[lbo-talk] questions for the fascist-watchers

SA s11131978 at gmail.com
Sun Feb 21 11:06:24 PST 2010


Michael Pollak wrote:


> I have an honest question. It may sound goading, and I don't mean it
> to be.
>
> The shock troops of the right has always been their crazies, which
> right wing intellectuals and party figures encourage and play to (to
> varying degrees, depending on the decade).
>
> If the left is to take a page out of their book, it would seem to mean
> unleashing and encouraging the left wing version of such crazies.
>
> But whenever crowds on the left start to get excited about even mildly
> crazy TP-type stuff -- "corporate personhood" or "moving money" to
> take two recent and exceedingly mild examples -- you and Doug -- the
> two guys who seem most to yearn that we could have something like the
> right has -- are first in line to hose them down.

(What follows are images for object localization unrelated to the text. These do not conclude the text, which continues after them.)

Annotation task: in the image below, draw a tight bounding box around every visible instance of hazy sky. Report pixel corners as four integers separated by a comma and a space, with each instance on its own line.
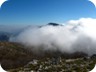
0, 0, 96, 26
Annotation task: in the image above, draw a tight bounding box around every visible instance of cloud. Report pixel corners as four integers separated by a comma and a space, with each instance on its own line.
9, 18, 96, 56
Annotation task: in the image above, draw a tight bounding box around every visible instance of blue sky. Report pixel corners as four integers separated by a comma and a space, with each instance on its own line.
0, 0, 96, 26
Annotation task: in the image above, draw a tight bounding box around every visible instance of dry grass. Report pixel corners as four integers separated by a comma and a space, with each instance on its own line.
0, 42, 33, 70
0, 42, 95, 72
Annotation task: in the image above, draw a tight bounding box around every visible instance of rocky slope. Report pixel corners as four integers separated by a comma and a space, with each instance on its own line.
0, 42, 96, 72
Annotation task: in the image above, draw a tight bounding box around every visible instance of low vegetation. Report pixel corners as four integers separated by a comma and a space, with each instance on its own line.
0, 42, 96, 72
0, 42, 33, 70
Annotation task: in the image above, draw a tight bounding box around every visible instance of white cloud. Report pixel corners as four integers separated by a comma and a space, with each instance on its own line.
10, 18, 96, 56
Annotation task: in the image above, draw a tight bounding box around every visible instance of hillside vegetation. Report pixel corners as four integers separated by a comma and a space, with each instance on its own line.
0, 42, 96, 72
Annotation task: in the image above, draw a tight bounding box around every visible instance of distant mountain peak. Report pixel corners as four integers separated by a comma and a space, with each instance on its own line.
47, 23, 62, 26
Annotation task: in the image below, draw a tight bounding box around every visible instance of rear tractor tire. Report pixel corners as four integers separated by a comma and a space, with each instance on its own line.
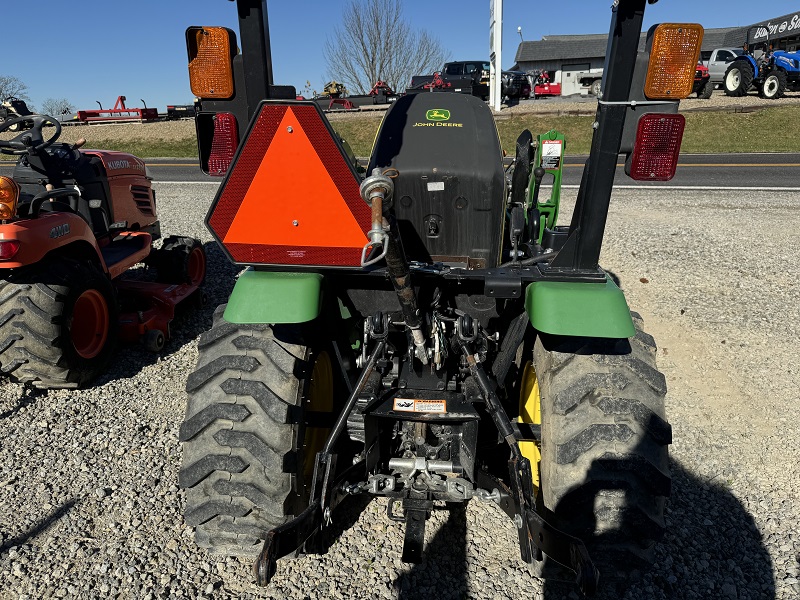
724, 60, 754, 96
154, 236, 206, 286
531, 313, 671, 585
178, 305, 338, 556
0, 258, 117, 388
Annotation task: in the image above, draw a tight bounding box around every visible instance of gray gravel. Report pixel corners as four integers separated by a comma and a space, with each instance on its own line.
1, 182, 799, 599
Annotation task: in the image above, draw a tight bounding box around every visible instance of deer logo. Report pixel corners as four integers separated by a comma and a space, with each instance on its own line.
425, 109, 451, 121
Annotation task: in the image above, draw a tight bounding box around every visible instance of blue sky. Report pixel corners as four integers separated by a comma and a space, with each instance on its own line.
5, 1, 799, 112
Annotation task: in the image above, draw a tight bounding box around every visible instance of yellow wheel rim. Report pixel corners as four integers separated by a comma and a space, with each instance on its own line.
303, 351, 333, 484
518, 361, 542, 491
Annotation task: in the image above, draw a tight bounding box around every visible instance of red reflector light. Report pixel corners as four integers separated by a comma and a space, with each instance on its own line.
0, 240, 21, 260
208, 113, 238, 176
628, 113, 685, 181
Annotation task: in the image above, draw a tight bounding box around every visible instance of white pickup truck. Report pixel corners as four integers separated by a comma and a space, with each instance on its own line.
701, 47, 745, 86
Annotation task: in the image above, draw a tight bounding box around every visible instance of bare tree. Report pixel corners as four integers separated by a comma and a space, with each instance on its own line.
0, 75, 30, 102
41, 97, 75, 116
324, 0, 450, 94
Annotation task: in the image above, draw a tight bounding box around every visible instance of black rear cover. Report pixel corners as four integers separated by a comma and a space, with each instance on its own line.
368, 93, 505, 268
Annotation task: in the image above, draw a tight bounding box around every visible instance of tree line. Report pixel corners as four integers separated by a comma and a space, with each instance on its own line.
323, 0, 449, 94
5, 0, 451, 110
0, 75, 74, 116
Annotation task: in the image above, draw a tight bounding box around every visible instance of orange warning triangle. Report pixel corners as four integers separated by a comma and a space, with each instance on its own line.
224, 108, 368, 248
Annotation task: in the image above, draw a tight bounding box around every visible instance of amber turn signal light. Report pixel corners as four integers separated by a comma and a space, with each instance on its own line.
0, 176, 20, 220
187, 26, 235, 99
645, 23, 704, 100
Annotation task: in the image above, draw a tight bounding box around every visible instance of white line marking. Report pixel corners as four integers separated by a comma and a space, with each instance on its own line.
154, 181, 221, 185
556, 185, 799, 191
152, 181, 798, 192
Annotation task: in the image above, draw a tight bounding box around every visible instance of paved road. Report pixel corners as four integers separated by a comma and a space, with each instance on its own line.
98, 153, 800, 189
2, 153, 798, 189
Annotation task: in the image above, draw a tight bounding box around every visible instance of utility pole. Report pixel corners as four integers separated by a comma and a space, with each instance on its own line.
489, 0, 503, 112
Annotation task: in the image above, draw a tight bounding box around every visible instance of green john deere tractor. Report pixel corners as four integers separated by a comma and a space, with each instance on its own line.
179, 1, 702, 595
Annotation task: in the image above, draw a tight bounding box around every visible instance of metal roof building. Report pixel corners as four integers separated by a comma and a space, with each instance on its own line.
512, 14, 800, 75
748, 11, 800, 47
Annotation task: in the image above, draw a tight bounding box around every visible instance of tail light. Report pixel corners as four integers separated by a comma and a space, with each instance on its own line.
0, 240, 21, 260
208, 113, 239, 176
0, 176, 20, 220
187, 26, 235, 99
628, 114, 686, 181
621, 23, 702, 182
645, 23, 704, 99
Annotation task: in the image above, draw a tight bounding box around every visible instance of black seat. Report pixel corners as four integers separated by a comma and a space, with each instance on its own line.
368, 93, 506, 269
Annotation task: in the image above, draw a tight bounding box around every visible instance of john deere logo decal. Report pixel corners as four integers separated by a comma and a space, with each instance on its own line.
414, 109, 463, 128
426, 109, 450, 121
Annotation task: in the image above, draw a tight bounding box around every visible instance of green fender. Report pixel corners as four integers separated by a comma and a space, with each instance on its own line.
525, 276, 635, 338
223, 269, 323, 324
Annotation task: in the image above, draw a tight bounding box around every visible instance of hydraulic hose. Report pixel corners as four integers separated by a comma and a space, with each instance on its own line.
500, 251, 556, 268
360, 169, 428, 363
384, 224, 427, 362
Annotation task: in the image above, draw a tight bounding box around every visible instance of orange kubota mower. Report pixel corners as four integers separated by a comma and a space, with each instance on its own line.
0, 114, 206, 388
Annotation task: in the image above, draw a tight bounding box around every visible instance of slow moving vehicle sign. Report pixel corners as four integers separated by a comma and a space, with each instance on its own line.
206, 101, 372, 267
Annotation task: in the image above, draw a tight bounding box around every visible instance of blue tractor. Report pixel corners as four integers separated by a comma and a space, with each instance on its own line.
724, 30, 800, 99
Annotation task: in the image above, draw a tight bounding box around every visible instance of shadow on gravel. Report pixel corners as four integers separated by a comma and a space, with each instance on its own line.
311, 495, 373, 554
0, 383, 46, 420
0, 498, 78, 550
394, 504, 468, 600
541, 459, 775, 600
96, 241, 239, 384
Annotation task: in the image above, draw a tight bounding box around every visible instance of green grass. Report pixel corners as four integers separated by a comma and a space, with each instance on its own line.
3, 106, 798, 161
331, 117, 384, 159
330, 106, 800, 157
78, 138, 198, 159
0, 138, 198, 161
681, 107, 800, 153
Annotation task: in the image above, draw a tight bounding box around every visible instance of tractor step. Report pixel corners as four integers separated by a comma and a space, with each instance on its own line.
101, 233, 152, 279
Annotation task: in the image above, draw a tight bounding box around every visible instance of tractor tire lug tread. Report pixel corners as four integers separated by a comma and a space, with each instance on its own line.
219, 377, 296, 424
184, 500, 251, 527
535, 313, 670, 584
212, 429, 293, 473
180, 304, 321, 556
178, 403, 252, 442
0, 259, 117, 388
212, 480, 287, 521
0, 333, 22, 354
184, 355, 260, 392
0, 308, 23, 328
179, 454, 249, 488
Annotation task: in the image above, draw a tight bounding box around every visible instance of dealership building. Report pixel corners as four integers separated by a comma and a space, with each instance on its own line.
512, 11, 800, 75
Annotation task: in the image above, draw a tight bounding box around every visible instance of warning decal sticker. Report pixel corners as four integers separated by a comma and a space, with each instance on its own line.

I see what you mean, but I don't think there's any contradiction between wanting the "progressives" to get stronger than the "centrists" and wanting the progressives to get less dumb. Actually, the National Review crowd faced exactly the same problem in the early 60's. How they winced at the nonsense their grassroots allies would come up with - e.g., fluoridation of the water. In the end, they managed to exercise enough intellectual leadership to subordinate that stuff to a less frivolous program. I also think the left is somehow different from the right. If the there were a left surge it would be focused on some real movement somewhere (not just some ponytailed, t-shirt wearing fanatics), which would impart a measure of seriousness to the larger enterprise. I don't know, I'm just speculating.